April showers bring May—day. It’s the first of the month and you keep seeing (and hearing) the words “May Day.” What does it all mean?
We’ve created a cheat sheet with the 411 on what is also known as Traditional International Workers’ Day.
What it is:
- May Day originated in the U.S. (contrary to popular belief) and stems from the pre-Christian holiday of Beltane: a celebration of rebirth and fertility.
- Traditional International Workers’ Day was born out of the working class’ constant struggle to gain an 8-hour work day.

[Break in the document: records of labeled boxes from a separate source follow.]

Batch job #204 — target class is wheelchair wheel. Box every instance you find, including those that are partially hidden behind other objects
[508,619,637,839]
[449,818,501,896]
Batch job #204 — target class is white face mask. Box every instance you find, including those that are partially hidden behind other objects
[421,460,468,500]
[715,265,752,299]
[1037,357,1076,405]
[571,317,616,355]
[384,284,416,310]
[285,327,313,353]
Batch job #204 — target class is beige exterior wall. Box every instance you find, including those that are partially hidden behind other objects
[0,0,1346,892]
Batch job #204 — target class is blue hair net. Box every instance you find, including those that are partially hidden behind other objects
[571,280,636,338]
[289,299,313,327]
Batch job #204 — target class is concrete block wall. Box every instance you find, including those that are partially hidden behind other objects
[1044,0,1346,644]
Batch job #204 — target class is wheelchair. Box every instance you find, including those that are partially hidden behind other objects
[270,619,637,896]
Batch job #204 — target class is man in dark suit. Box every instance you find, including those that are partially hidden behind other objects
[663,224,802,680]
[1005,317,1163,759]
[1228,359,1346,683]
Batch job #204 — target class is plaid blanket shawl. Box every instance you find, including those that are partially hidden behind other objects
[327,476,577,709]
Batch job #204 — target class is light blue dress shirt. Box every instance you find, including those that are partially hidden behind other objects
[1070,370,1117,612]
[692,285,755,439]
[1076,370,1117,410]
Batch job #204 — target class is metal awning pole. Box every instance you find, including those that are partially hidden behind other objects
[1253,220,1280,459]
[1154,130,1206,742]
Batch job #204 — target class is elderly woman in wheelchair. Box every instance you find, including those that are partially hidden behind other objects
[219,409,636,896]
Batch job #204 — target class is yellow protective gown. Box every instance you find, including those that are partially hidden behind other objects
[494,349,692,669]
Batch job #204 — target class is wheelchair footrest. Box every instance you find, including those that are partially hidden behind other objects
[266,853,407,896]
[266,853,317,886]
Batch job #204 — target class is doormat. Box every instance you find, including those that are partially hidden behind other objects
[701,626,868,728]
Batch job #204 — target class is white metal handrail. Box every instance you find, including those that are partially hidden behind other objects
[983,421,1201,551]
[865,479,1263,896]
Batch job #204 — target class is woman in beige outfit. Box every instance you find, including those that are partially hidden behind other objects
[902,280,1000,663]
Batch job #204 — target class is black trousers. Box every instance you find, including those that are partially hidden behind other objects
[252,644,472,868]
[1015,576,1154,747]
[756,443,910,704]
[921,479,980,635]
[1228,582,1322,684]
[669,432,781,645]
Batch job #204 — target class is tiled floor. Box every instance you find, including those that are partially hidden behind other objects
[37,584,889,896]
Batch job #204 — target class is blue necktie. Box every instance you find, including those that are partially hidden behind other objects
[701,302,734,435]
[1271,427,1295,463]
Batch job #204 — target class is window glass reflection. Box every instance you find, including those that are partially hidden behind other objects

- In 1884, The Federation of Organized Trades and Labor Unions (which later became the American Federation of Labor) stated that eight hours would equal a legal day’s work starting May 1, 1886. (Whew, could you imagine a school day being longer?)
- On May 1, 1886 over 300,000 workers in 13,000 businesses across the U.S. walked off their jobs in support of an 8-hour day.
- 40,000 people went on strike in Chicago, the epicenter for the 8-hour day supporters.
- On May 3, 1886, a demonstration at a McCormick reaper plant in Chicago ended in the killing of several demonstrators.
The Haymarket Massacre:
- A massive rally of 25,000 people was planned for May 4 in Chicago’s Haymarket Square.
- However, only about 3,000 showed up.
- As the crowd began to dwindle, tons of police showed up and demanded that the remaining onlookers leave. It was then that someone threw a bomb and gunfire erupted. (Yikes.)
- At least seven policeman and four demonstrators were killed. And about 60 police were wounded.
- Eight men were eventually charged and sentenced to death for starting what became the “Haymarket Riot.”
- The bomber was never identified. And May Day became formally recognized the following year.
- It has become a focal point for demonstrations by labor organizations and workers.
- Today, Occupy protesters are participating in a general strike across the country to show the “1 percent” what life would be like without the “99 percent.”
What can you do
- Organize a rally about your cause.